So far as the potent effects of prolonged denudation permit us to judge, the latest mountain-upheavals were at least as stupendous as any of older date whereof the basal relics can yet be detected. They seem, indeed, to have been still more gigantic than these. It may be doubted, for example, whether among the vestiges that remain of Mesozoic or Palæozoic mountain-chains, any instance can be found so colossal as those of Tertiary times, such as the Alps. No volcanic eruptions of the older geological periods can compare in extent or volume with those of Tertiary and recent date. The plication and dislocation of the terrestrial crust are proportionately as conspicuously displayed among the younger as among the older formations, though the latter, from their greater antiquity, have suffered during a longer time from the renewed disturbances of successive periods.
As regards evidence of greater violence in the surrounding envelopes of atmosphere and ocean, we seek for it in vain among the stratified rocks. One of the very oldest formations in Europe, the Torridon Sandstone of North-West Scotland, presents us with a picture of long-continued sedimentation, such as may be seen in progress now round the shores of many a mountain-girdled lake. In that venerable deposit, the enclosed pebbles are not mere angular blocks and chips, swept by a sudden flood or destructive tide from off the surface of the land, and huddled together in confused heaps over the floor of the sea.
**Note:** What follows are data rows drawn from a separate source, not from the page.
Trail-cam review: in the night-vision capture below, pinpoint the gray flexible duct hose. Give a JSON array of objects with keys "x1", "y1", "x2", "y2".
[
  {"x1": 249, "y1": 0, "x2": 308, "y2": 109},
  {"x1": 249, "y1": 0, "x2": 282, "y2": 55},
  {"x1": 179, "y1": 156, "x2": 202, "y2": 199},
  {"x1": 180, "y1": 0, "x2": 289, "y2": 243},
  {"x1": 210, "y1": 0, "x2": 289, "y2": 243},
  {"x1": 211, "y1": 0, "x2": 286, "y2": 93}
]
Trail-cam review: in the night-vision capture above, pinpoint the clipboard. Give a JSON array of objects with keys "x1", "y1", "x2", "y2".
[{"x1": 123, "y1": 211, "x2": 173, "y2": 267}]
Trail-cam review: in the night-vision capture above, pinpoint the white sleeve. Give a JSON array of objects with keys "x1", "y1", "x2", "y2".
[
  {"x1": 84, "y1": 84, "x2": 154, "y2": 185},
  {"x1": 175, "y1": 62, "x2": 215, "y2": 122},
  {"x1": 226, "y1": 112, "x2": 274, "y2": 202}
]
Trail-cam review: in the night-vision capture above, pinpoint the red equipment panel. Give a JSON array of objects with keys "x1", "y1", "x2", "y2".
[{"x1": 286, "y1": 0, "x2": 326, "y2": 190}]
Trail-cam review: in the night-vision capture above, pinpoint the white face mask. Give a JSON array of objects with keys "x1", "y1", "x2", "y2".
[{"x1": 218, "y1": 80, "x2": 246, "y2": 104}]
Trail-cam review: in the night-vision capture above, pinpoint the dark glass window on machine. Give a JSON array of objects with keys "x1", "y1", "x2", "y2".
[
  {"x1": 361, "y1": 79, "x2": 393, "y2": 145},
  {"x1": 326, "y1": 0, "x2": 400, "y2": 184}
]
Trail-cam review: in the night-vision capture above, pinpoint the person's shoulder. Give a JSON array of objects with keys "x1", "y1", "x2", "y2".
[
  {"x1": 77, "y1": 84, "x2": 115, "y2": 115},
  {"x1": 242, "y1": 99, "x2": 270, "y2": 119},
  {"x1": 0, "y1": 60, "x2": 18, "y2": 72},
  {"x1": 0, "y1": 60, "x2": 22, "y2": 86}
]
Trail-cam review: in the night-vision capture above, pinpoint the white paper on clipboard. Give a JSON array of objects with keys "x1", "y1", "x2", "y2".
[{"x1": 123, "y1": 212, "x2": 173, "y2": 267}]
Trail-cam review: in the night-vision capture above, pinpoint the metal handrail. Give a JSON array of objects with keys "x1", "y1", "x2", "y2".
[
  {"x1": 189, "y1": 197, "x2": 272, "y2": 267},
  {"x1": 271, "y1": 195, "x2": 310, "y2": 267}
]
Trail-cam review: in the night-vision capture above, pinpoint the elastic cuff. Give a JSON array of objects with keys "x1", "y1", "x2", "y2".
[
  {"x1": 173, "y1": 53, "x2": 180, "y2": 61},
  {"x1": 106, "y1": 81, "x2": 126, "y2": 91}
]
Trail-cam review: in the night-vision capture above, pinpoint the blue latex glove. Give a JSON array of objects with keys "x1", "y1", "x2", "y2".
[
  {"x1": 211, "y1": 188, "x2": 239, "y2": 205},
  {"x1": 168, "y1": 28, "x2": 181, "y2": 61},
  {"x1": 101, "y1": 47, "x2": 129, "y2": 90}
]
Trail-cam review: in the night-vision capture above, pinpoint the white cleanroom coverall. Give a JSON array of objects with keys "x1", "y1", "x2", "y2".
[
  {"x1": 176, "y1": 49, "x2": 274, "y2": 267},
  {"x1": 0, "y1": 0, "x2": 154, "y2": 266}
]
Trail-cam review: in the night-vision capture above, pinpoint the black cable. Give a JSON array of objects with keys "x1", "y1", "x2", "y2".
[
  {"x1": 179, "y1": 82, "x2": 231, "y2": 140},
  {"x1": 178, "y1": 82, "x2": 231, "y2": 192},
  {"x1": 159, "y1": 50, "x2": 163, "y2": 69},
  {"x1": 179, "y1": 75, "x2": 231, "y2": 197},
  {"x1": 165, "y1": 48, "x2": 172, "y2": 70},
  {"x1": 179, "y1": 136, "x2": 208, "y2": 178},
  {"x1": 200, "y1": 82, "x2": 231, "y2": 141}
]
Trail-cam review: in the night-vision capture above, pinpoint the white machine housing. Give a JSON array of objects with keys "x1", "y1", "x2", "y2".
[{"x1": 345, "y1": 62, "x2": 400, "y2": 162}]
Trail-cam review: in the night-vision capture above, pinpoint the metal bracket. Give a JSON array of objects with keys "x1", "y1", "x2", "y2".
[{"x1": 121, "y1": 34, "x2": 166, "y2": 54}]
They have been rounded and polished by the quiet operation of running water, as stones are rounded and polished now in the channels of brooks or on the shores of lake and sea. They have been laid gently down above each other, layer over layer, with fine sand sifted in between them, and this deposition has taken place along shores which, though the waters that washed them have long since disappeared, can still be followed for mile after mile across the mountains and glens of the North-West Highlands. So tranquil were these waters that their gentle currents and oscillations sufficed to ripple the sandy floor, to arrange the sediment in laminæ of current-bedding, and to separate the grains of sand according to their relative densities. We may even now trace the results of these operations in thin darker layers and streaks of magnetic iron, zircon, and other heavy minerals, which have been sorted out from the lighter quartz-grains, as layers of iron-sand may be seen sifted together by the tide along the upper margins of many of our sandy beaches at the present day.
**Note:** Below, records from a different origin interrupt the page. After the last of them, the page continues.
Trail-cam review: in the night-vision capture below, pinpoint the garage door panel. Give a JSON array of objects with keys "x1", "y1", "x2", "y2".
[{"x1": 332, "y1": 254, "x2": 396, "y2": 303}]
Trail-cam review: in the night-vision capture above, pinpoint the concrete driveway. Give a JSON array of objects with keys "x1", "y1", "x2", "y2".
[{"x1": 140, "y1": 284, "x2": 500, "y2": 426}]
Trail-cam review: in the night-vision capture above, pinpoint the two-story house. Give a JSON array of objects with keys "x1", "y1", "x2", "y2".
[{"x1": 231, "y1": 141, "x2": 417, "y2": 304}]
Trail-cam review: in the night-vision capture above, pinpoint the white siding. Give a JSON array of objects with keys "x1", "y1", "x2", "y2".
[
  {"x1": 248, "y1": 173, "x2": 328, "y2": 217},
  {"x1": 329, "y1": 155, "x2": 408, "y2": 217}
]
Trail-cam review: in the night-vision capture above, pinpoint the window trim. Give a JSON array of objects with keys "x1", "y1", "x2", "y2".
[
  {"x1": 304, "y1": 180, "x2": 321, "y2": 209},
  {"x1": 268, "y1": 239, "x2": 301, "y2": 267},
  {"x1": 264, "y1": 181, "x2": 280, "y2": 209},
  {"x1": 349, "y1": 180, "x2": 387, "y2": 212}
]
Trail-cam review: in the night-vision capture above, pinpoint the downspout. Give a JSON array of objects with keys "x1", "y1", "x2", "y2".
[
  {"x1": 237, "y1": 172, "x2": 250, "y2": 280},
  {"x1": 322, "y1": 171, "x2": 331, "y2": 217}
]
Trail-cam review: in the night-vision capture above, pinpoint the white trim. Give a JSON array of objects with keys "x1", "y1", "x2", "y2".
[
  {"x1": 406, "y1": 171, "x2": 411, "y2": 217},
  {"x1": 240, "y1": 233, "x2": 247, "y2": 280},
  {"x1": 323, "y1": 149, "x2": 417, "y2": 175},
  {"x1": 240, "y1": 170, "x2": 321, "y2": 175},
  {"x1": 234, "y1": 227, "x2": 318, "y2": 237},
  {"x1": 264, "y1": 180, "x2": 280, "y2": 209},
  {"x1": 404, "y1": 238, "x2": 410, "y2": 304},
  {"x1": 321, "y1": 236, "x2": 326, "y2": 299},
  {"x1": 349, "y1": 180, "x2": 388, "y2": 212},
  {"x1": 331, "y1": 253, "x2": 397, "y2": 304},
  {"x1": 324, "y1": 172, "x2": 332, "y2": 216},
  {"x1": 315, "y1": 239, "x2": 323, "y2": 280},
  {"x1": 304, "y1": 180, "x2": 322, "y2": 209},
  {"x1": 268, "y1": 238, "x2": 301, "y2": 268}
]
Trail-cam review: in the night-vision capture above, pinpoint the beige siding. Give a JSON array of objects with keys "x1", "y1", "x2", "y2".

In the same ancient formation there occur also various intercalations of fine muddy sediment, so regular in their thin alternations, and so like those of younger formations, that we cannot but hope and expect that they may eventually yield remains of organisms which, if found, would be the earliest traces of life in Europe.
It is thus abundantly manifest that even in the most ancient of the sedimentary registers of the earth's history, not only is there no evidence of colossal floods, tides and denudation, but there is incontrovertible proof of continuous orderly deposition, such as may be witnessed to-day in any quarter of the globe. The same tale, with endless additional details, is told all through the stratified formations, down to those which are in the course of accumulation at the present day.